Aunque debió de ocurrir de un modo gradual, en mi memoria el efebo heráldico queda reemplazado de golpe por el dios olírnpico. No recuerdo transiciones, es curioso. El dios olímpico aparece para anonadarme con su sola presencia. El rostro de Apolo, con los rasgos increíblemente simétricos, sujetados por un resorte que se los mantiene firmes. La mirada soberbia, impasible. Cuando sonríe, es porque los pobres mortales le causan gracia. A mí me observa desde muy arriba, desde la cumbre del Olimpo, todas las veces reprime la misma expresión, siempre la misma, la sorpresa, en seguida el disgusto de verme, de comprobar que me atrevo a estar ahí, delante de él, que no he cambiado, que persisto en mi monstruosidad. Me tiende la mano, sin una palabra, y después se negará a volver a mirarme hasta la próxima vez, cuando se sorprenda de que entretanto no cambié, de que no he renunciado a disgustarlo.

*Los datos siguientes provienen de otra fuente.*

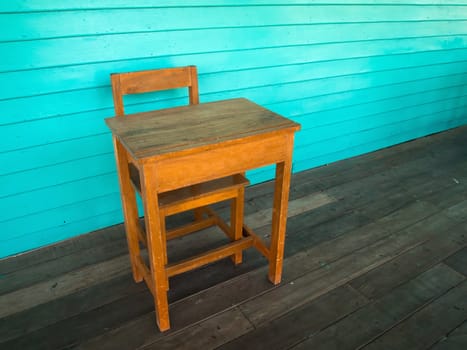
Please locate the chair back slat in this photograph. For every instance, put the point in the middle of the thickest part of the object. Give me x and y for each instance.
(153, 80)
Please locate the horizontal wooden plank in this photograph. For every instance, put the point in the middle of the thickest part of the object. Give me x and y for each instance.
(420, 331)
(356, 329)
(60, 195)
(374, 99)
(27, 6)
(62, 218)
(293, 80)
(57, 233)
(366, 57)
(287, 330)
(109, 21)
(49, 176)
(57, 152)
(307, 158)
(76, 50)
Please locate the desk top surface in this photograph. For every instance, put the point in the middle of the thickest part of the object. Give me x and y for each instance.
(177, 129)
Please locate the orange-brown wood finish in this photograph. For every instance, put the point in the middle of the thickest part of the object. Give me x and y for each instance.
(179, 147)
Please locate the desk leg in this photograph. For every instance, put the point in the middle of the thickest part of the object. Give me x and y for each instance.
(156, 246)
(130, 208)
(279, 216)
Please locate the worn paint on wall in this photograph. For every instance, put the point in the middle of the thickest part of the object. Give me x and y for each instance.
(358, 76)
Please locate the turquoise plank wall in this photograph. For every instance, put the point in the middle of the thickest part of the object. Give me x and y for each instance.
(357, 75)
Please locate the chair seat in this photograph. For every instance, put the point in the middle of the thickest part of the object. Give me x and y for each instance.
(190, 197)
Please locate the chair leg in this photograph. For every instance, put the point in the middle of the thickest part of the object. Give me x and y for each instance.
(236, 222)
(164, 239)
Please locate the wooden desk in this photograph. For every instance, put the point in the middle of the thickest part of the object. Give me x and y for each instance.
(181, 146)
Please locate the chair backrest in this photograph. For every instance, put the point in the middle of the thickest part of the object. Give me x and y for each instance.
(153, 80)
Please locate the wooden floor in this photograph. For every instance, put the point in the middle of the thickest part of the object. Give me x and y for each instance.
(376, 258)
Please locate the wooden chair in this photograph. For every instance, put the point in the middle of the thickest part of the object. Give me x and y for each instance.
(199, 196)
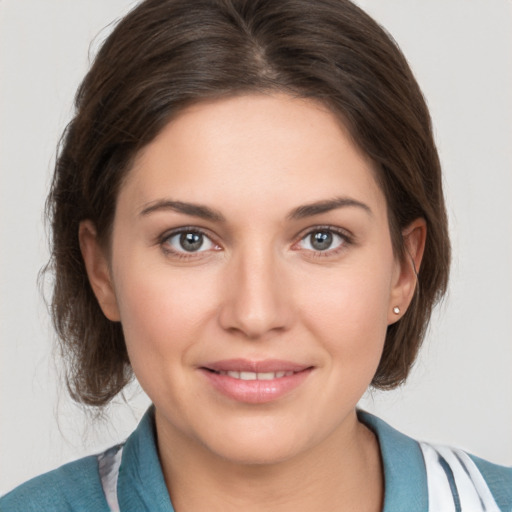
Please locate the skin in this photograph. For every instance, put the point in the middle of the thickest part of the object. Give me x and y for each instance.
(257, 289)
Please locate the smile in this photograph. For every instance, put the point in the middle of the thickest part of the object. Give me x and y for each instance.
(255, 382)
(256, 376)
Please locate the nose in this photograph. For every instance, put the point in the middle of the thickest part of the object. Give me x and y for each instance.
(257, 298)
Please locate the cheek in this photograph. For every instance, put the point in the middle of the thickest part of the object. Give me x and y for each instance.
(348, 310)
(161, 310)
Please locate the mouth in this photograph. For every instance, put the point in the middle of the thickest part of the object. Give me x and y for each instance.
(255, 382)
(241, 375)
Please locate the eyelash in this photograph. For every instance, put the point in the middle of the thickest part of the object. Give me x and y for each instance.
(346, 240)
(164, 242)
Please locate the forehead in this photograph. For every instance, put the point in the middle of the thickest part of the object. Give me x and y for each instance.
(254, 151)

Ahora estudia abogacía en una universidad privada. No averiguar de dónde salen los fondos para los aranceles y los libros. Se salva de la conscripción ¿cómo un dios va a vestir uniforme? gracias a no sé qué gestiones de monseñor Carasatorre y ex aequo, del ex–embajador Maluganis.

—Deledda: ¿Has visto qué cambiado está Guglielmo? Ya no discute más conmigo. Se ha vuelto tan sereno, tan maduro. Y tan señor. Sale a papá. Papá era como él, se le notaba el señorío hasta cuando estaba borracho.